When they get home, Alice tries the board out (breaking the game’s first rule – Never Play alone) to see if her husband’s spirit is in the house. She doesn’t expect it to work, and it doesn’t (but she forgets to say Good-Bye – or doesn’t think about it because it’s a game and she’s an adult). But when Doris tries it out, not only does it work, but the spirit she connects with claims to be her father.
Then things began to get weird: Father Tom (Henry Thomas, E.T.) ask Alice if she’s helping Doris with her homework, because Alice – who’s maybe 6 – is handing in her homework in cursive; during another séance, Doris speaks to the client in a man’s voice, and we’re just getting started.
Ouija: Origin of Evil was written by Mike Flanagan (who also directs) and Jeff Howard (the pair wrote the extremely good Oculus) and, between their clever script and Flanagan’s unsurprisingly nuanced direction, the two take what could have been just another humdrum B-movie horrorshow and instead took the idea from the first movie and returned, remixed and rejuvenated it.

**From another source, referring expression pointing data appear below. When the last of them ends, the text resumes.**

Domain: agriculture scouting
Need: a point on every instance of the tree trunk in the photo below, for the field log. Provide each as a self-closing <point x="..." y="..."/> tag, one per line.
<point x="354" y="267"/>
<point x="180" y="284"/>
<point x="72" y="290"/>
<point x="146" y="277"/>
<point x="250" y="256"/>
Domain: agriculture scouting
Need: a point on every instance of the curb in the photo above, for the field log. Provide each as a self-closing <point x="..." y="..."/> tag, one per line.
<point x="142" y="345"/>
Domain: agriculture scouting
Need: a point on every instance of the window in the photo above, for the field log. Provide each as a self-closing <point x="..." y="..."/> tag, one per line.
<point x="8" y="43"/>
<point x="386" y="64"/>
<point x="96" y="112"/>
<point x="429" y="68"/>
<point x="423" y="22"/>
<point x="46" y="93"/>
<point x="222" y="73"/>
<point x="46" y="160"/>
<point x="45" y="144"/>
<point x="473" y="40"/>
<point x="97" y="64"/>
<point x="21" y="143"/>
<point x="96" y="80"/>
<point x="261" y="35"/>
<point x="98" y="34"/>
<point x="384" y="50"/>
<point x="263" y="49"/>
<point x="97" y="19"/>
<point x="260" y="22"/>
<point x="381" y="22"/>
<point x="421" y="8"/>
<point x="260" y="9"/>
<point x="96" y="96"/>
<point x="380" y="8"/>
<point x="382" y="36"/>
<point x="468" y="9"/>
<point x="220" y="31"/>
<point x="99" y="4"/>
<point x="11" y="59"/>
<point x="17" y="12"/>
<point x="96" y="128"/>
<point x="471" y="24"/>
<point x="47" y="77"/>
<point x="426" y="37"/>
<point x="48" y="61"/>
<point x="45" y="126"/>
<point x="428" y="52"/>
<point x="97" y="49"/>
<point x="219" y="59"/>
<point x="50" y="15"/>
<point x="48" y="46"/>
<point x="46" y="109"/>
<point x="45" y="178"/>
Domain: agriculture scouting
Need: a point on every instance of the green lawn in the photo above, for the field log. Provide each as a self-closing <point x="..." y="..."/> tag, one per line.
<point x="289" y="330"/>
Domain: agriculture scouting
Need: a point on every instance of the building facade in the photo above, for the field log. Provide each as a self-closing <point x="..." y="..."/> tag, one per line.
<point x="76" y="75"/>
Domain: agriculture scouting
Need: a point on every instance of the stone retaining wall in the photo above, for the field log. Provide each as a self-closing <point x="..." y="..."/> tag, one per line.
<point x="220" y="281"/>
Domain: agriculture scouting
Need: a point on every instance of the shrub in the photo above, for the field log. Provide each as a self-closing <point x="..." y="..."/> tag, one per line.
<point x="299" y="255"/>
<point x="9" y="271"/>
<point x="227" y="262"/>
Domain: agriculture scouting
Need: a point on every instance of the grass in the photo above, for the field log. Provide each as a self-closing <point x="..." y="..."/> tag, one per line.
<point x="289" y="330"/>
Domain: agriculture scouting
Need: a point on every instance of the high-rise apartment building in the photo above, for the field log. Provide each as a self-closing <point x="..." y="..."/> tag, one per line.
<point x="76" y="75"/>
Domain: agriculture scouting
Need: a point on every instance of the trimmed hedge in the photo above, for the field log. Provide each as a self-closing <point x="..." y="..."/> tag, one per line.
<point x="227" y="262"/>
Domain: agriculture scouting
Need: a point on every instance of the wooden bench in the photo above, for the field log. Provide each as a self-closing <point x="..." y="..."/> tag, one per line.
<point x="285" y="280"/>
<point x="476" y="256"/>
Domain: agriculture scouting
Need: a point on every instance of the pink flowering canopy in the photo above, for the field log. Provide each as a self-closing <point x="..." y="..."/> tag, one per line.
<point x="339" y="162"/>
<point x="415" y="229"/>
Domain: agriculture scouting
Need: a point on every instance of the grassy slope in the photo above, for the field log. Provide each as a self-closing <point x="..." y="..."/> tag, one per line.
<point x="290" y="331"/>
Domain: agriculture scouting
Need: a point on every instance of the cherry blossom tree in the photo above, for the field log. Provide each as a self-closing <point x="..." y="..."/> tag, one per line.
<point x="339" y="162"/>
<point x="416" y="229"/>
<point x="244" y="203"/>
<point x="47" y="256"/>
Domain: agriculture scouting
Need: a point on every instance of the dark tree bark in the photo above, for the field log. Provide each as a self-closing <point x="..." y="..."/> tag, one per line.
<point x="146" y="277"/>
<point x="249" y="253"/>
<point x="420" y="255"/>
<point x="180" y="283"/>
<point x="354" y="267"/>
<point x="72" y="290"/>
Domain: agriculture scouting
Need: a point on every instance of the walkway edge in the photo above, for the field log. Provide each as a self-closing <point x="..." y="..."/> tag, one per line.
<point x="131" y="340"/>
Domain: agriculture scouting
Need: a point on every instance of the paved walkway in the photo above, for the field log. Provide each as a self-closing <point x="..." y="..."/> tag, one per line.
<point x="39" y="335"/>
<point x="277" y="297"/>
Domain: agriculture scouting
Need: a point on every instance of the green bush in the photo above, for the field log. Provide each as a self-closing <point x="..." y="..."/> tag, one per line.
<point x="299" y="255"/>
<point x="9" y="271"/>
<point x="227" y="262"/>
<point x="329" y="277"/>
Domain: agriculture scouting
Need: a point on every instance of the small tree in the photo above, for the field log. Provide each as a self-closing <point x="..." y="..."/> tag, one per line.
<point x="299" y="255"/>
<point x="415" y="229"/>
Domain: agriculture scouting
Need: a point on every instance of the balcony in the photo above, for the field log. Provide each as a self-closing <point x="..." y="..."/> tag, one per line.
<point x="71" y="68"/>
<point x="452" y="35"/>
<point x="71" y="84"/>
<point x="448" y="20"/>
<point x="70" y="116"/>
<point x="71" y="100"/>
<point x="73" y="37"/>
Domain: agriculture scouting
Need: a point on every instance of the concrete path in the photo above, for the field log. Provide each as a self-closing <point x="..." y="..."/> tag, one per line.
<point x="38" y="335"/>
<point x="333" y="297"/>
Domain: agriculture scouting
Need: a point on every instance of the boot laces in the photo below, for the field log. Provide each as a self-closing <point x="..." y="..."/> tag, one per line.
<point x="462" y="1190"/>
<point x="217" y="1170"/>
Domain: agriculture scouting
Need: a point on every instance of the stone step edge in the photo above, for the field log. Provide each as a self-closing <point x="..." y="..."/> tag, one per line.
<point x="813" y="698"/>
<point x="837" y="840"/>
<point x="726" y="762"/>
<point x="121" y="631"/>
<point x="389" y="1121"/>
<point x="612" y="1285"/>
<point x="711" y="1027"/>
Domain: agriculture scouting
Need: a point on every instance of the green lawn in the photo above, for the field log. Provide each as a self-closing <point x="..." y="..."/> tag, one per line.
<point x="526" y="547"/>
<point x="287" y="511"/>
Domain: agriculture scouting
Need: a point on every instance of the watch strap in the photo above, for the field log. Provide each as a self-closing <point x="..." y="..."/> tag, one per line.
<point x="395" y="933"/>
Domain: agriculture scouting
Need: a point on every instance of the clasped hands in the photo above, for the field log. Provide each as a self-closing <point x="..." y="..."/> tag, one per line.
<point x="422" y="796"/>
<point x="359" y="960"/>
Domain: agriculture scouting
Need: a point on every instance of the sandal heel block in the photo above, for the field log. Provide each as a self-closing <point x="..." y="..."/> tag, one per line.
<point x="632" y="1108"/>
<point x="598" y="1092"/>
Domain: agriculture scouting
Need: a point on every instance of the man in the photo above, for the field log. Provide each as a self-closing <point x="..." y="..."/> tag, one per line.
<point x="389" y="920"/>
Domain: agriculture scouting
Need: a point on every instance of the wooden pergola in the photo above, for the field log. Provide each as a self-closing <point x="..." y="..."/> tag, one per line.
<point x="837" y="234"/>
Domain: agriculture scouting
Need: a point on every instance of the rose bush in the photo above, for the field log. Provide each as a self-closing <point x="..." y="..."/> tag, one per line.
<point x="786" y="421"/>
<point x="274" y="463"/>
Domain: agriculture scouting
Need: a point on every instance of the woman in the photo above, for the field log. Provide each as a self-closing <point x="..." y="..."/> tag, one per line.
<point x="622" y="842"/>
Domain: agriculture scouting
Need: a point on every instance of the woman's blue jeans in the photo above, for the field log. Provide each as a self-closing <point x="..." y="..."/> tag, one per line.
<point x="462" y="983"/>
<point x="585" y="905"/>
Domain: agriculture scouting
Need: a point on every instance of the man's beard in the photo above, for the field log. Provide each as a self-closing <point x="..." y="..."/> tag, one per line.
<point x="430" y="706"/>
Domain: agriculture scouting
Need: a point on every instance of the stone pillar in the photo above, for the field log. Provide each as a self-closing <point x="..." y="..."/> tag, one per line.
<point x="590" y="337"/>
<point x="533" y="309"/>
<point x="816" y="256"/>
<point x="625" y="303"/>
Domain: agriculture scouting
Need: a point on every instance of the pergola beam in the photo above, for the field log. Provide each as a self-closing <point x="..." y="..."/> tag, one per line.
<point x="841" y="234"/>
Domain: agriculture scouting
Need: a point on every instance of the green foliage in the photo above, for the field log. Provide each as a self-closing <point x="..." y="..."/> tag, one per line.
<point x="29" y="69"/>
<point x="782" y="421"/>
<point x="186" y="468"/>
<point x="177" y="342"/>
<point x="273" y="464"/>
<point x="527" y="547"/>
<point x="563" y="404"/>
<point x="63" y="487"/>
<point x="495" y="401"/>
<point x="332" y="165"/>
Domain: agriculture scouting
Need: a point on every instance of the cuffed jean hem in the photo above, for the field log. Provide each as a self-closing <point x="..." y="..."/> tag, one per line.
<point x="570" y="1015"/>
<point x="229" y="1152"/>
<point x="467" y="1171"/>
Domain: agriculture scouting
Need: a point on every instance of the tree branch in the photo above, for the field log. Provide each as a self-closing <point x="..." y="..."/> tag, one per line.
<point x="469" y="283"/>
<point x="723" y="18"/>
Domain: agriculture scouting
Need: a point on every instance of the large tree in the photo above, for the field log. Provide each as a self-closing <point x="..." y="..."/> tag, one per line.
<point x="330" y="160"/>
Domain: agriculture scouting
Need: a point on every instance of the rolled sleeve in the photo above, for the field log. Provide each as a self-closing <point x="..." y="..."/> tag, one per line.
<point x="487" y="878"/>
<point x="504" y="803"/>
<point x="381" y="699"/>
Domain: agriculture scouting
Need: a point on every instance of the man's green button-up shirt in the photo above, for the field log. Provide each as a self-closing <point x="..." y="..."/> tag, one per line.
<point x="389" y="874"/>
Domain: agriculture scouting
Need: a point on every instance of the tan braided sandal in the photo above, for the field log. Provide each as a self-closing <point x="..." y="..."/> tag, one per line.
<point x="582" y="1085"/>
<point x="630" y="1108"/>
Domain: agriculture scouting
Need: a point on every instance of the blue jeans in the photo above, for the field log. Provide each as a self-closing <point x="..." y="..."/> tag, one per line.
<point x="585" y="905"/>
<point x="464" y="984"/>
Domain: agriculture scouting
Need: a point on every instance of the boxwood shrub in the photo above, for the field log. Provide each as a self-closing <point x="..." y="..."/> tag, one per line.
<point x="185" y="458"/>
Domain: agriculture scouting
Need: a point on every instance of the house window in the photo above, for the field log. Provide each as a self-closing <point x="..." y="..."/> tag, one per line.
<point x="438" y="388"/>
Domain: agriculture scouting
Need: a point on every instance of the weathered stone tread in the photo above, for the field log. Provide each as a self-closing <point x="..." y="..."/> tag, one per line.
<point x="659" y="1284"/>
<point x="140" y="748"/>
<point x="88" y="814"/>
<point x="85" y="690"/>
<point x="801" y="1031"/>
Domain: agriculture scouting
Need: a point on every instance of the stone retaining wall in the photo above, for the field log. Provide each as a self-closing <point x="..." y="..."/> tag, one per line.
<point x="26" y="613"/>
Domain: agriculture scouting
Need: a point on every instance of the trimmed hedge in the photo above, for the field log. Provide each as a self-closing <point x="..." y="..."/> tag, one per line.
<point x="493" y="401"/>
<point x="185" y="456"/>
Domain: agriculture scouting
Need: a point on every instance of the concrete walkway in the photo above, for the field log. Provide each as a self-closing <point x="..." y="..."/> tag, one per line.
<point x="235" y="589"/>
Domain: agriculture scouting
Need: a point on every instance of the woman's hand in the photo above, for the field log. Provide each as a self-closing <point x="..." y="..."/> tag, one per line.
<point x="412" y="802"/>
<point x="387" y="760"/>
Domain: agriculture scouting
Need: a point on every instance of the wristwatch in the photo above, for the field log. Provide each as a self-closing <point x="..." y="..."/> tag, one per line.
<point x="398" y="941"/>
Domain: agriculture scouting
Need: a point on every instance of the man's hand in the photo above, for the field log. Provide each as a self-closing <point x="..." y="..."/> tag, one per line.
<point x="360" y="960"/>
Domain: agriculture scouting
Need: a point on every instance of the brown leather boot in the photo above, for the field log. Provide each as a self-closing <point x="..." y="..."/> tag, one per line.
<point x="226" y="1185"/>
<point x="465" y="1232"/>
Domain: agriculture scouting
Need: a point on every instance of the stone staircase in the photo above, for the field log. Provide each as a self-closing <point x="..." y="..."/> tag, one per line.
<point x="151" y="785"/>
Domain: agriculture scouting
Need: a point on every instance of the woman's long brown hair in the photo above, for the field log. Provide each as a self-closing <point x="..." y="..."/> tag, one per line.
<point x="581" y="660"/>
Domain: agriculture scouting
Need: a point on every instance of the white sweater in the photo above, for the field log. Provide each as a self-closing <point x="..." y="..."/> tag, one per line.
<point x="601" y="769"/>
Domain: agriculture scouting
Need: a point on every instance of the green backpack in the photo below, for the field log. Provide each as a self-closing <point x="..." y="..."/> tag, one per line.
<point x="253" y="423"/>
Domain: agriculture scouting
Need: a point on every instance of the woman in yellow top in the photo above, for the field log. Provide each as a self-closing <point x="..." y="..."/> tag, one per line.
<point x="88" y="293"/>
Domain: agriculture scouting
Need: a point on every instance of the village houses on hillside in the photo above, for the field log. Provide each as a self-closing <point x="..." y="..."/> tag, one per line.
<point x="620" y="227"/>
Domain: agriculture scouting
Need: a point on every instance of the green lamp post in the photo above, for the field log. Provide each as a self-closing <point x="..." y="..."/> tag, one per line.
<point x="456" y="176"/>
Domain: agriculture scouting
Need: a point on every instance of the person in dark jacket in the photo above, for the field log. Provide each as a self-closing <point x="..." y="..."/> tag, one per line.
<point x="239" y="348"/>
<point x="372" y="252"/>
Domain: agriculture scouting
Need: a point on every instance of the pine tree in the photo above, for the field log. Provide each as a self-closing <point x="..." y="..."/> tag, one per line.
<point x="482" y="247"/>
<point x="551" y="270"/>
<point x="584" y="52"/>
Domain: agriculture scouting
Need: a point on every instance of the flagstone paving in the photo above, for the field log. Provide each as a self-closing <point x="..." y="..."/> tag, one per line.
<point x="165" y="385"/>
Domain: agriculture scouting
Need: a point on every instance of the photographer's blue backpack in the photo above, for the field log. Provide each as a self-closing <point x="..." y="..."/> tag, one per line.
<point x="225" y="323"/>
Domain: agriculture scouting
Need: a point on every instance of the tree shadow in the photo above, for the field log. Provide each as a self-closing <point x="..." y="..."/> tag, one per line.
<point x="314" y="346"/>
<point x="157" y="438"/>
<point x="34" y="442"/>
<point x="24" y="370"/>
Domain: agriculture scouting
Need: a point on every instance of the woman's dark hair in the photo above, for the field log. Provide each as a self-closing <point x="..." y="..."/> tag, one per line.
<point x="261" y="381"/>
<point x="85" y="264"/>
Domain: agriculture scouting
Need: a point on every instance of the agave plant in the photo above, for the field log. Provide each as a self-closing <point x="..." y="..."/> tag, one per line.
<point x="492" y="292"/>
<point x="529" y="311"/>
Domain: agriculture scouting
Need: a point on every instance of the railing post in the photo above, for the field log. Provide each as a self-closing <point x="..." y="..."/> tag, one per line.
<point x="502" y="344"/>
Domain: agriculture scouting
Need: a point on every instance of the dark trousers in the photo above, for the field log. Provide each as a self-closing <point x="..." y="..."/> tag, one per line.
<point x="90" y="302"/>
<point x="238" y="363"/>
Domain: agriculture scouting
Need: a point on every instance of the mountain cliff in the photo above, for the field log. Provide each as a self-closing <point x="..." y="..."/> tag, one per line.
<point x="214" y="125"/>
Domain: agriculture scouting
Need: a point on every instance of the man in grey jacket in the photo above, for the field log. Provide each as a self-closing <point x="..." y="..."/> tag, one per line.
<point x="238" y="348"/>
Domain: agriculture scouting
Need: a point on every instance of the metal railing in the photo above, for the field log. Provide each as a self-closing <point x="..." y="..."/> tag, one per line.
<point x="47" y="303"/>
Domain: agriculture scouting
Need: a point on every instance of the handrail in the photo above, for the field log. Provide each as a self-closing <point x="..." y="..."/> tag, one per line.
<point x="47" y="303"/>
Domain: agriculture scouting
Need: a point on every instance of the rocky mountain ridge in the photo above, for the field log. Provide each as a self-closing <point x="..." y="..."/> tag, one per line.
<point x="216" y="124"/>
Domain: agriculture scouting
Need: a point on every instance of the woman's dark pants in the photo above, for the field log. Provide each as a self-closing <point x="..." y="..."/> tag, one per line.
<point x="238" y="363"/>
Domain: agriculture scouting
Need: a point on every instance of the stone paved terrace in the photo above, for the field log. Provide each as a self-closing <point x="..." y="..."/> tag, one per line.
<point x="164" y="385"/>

During the first act, Flanagan not only sets up the ideas that will provide the later scares, he also gives a good look at the Zander family so that we can see that they are good people who are hurting, but carrying on.
The beginning of a romance between Lina and Mikey is played out so sweetly that it’s quite heartwarming before everything goes to hell.
The movie’s only real flaw is that its connection to the first film is telegraphed much too soon. The use of Father Tom more as a plot device than an actual character works because we’ve invested over thirty years of love for E.T.’s Elliott and Thomas comes across as the kind of person who would be genuinely interested in the kids who attend his school – he’s kind of the perfect principal/headmaster figure.
Thanks to the intelligence of the script; a score that never feels on the nose; and tight editing (also by Flanagan) that keeps the jump moments just a hair of the expected beats, Ouija: Origin of Evil is a good, solid, scary movie.